The modern study of networks has become a prototype of interdisciplinary research. Sociologists, computer scientists, chemists, economists, power engineers, transportation engineers, and a host of other communities whose problem domains consist of things in relation with one another employ networks as descriptive tools.
The analysis of networks as objects of study in their own right, rather than simply as natural representations for a domain, began within these different communities, but has recently become its own specialty. For the past decade, Newman, a theoretical physicist who started his career studying quasicrystals, has been demonstrating the power of tools from mathematical physics in studying networks. His earlier collection of classic papers on the subject [1] was a great service to newcomers to the field, who will now welcome his unified textbook on the theme. This volume distinguishes itself from other network texts by its attention to the breadth of both the areas to which networks have been applied and the techniques for reasoning about them.
The book is organized into five parts. The first part surveys networks as representations in four broad application areas: technological systems (such as the Internet, power grids, and road networks), social systems, information networks (including citation and hyperlinked networks), and biological networks. This detailed grounding in real-world problems will motivate many readers to explore the detailed formal exposition in the later sections.
Part 2 provides a mathematical toolbox for describing and reasoning about networks. Newman’s mathematical exposition is at once formally rigorous and pedagogically lucid. Coupled with the very practical orientation of Part 1, it will hold the attention of readers who might otherwise be impatient with detailed formalisms, and it should raise the standard of network discourse in communities where the focus is on the use rather than the theory of networks.

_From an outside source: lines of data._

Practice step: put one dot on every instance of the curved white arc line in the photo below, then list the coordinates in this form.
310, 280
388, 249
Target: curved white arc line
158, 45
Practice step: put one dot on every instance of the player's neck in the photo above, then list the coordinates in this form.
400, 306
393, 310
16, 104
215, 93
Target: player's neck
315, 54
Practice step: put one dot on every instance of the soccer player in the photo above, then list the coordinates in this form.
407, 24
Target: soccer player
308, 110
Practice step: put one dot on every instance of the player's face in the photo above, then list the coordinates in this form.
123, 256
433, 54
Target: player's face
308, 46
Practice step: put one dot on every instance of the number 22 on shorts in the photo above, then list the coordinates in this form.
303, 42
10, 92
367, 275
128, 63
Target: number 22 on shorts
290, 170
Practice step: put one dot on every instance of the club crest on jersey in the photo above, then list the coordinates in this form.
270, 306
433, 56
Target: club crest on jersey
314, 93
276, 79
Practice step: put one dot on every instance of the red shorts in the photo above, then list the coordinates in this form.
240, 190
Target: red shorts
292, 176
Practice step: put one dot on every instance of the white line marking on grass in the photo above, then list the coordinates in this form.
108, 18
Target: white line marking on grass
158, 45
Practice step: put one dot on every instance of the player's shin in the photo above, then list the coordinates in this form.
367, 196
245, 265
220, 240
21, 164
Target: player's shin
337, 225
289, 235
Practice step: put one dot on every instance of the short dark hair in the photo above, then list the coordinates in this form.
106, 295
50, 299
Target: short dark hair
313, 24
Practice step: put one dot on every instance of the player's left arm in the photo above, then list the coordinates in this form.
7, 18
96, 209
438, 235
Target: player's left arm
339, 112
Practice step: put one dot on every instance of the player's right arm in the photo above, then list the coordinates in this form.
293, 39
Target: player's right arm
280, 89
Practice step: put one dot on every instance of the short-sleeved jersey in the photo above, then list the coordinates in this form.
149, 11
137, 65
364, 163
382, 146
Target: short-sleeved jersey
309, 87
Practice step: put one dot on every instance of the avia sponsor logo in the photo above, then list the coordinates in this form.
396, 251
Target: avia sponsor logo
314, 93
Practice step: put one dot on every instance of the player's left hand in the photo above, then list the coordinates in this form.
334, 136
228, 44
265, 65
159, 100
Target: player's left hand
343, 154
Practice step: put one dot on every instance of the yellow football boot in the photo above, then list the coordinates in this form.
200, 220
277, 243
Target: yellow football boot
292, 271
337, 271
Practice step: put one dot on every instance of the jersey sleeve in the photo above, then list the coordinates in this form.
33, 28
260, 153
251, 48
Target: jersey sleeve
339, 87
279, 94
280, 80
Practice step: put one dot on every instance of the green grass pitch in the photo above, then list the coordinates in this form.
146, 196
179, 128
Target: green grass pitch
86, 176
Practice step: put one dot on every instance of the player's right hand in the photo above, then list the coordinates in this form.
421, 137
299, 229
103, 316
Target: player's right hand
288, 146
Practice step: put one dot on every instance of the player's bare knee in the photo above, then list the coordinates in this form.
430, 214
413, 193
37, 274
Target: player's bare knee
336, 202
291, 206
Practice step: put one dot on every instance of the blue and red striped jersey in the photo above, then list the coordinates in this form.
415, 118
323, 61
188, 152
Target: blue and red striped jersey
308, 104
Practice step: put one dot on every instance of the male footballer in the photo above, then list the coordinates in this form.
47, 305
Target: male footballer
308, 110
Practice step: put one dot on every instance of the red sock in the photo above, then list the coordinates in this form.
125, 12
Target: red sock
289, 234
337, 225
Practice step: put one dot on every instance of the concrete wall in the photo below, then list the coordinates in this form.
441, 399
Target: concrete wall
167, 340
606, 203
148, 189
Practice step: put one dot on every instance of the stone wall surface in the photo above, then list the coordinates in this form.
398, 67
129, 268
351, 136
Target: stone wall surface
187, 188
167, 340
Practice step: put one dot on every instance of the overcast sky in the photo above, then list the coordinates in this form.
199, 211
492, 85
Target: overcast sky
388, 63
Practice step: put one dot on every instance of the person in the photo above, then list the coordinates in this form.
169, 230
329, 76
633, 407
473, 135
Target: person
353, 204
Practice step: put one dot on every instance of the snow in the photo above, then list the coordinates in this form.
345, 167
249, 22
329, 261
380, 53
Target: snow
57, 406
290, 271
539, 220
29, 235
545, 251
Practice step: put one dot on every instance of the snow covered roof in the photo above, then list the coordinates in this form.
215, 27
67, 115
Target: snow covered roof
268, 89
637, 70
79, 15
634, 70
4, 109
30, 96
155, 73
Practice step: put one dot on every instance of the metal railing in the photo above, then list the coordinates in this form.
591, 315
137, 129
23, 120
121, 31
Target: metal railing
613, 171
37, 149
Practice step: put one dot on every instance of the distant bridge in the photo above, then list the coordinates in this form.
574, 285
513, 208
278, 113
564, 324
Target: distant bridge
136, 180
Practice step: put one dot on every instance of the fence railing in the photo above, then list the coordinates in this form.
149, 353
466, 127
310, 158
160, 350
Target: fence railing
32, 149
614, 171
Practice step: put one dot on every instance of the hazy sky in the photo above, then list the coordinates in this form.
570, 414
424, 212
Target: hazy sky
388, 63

Most networks of concern today are so large that their study requires the use of a computer. Part 3 summarizes a range of relevant algorithms. Computer scientists will miss the accustomed pseudocode representation of algorithms, which Newman prefers to describe verbally, but the descriptions are unambiguous and accompanied with a careful analysis of computational complexity.
Part 4 describes various network models, including numerous variations of the random graph and a variety of models driven by specific growth models. These models cover the dynamics of a network as it forms. Part 5 discusses the dynamics of other processes constrained to operate on a network, including percolation, epidemics, more general dynamical systems, and search. One very recent area that is not explored in depth is the interaction between these two, in which processes on networks modify the structure of the networks themselves.
The volume includes exercises at the end of each chapter, a comprehensive integrated bibliography, and an index. It is likely to become the standard introductory textbook for the study of networks, and it is valuable as a desk-side reference for anyone who works with network problems.